A. Adoption made by widow who does not marry then whether the child

adopted would also become the child of the deceased husband, conversely

whether the adopted child of the widower would also become the child of the

deceased husband is not clearly mentioned in the Act.

129
B. In case of adoption made by a divorced husband whether the divorced wife

would become adopter mother of the child and conversely where the

divorced wife adopt a child whether the child entitled any right from the

divorced husband of his adopted mother is not specifically mentioned.

III.The Hindu Adoption and Maintenance Act is not an exhaustive legislation.

The same view is given by the respondent (social workers) in the interview schedule

(Question No.2). It does not precisely prescribe the procedure of adoption. Only proper

or actual giving and taking procedure is prescribed. Again it does not provide the

provision of penalty. After adoption the adopted child is entitled equal right with the

natural born child in the adoptive family. After adoption the child may be deprived his

right or an adoptive parent may treated the child with cruelty. But the Act does not deal

with these provisions.

V.The Hindu Adoption and Maintenance Act provides that consent of the spouse

is not required at the time of adoption when he or she convert to other religion or

becomes unsoundness of mind. But the Act does not deal with the reconversion of the

spouse after adoption. After adoption when the spouse reconvert to Hindu what will be

the status of that adoption, is not prescribed by the Act.
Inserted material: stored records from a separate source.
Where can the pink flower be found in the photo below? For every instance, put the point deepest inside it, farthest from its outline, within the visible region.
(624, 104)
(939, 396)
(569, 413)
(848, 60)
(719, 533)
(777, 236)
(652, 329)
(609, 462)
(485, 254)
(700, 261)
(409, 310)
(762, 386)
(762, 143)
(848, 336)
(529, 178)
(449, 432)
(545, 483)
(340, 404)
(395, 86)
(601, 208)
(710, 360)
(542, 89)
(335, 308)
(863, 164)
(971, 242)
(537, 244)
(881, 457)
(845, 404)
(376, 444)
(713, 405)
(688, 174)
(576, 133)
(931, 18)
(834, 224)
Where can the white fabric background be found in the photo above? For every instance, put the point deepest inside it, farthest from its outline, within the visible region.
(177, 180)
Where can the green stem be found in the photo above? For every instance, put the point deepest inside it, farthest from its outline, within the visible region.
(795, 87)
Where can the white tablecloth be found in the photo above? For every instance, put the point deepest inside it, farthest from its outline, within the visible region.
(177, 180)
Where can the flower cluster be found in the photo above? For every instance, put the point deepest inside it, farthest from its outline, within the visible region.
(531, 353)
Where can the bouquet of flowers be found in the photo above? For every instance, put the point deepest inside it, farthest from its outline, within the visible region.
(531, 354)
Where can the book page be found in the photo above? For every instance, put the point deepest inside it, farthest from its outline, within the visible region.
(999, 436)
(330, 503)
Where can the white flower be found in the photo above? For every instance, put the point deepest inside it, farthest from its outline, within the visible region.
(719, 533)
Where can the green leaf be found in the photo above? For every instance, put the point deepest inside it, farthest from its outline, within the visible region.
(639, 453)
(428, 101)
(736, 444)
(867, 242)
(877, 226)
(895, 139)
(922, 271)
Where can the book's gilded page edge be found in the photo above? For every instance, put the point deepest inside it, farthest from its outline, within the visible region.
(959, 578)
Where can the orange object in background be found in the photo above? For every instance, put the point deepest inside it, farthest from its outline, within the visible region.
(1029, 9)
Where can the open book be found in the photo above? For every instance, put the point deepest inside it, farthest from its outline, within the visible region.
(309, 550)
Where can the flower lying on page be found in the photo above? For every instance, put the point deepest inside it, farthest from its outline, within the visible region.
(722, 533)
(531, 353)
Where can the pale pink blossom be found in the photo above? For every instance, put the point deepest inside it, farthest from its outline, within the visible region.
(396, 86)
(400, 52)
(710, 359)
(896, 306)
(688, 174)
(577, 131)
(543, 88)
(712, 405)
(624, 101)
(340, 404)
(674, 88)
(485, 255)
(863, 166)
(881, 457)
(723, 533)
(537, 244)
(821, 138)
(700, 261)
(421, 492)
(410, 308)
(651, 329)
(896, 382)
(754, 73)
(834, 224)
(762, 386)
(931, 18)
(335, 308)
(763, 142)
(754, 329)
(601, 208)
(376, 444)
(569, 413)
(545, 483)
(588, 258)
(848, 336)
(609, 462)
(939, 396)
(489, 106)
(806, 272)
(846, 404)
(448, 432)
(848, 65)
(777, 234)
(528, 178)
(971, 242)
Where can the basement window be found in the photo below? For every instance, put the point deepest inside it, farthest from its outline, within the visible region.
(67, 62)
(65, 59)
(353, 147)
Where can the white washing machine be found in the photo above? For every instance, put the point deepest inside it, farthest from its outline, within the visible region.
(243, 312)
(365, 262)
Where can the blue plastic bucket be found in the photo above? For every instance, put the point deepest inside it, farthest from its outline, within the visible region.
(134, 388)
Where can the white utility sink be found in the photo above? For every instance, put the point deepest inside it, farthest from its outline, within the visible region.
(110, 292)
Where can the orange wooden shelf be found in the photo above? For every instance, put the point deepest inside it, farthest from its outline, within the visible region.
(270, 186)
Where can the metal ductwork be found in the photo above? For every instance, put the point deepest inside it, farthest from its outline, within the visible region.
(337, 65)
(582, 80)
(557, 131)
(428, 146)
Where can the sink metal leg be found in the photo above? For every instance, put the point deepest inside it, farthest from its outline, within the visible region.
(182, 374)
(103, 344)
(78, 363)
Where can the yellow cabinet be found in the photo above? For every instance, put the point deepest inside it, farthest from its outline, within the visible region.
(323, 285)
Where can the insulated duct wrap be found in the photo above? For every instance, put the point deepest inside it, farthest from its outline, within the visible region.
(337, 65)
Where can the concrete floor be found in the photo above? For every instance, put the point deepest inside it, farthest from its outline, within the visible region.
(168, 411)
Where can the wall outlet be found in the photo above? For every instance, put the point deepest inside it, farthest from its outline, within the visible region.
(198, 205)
From the above discussion we can say that Hindu Adoption and Maintenance

Act is not a complete Act which deals only with the welfare of the parent but not with

the welfare of the child. So it should incorporate the provisions, which are not

incorporated by the enactment. The respondent (social workers) of interview schedule

also mentioned that the adoption provision under the Hindu Adoption and Maintence

Act should be abolished or should be amended.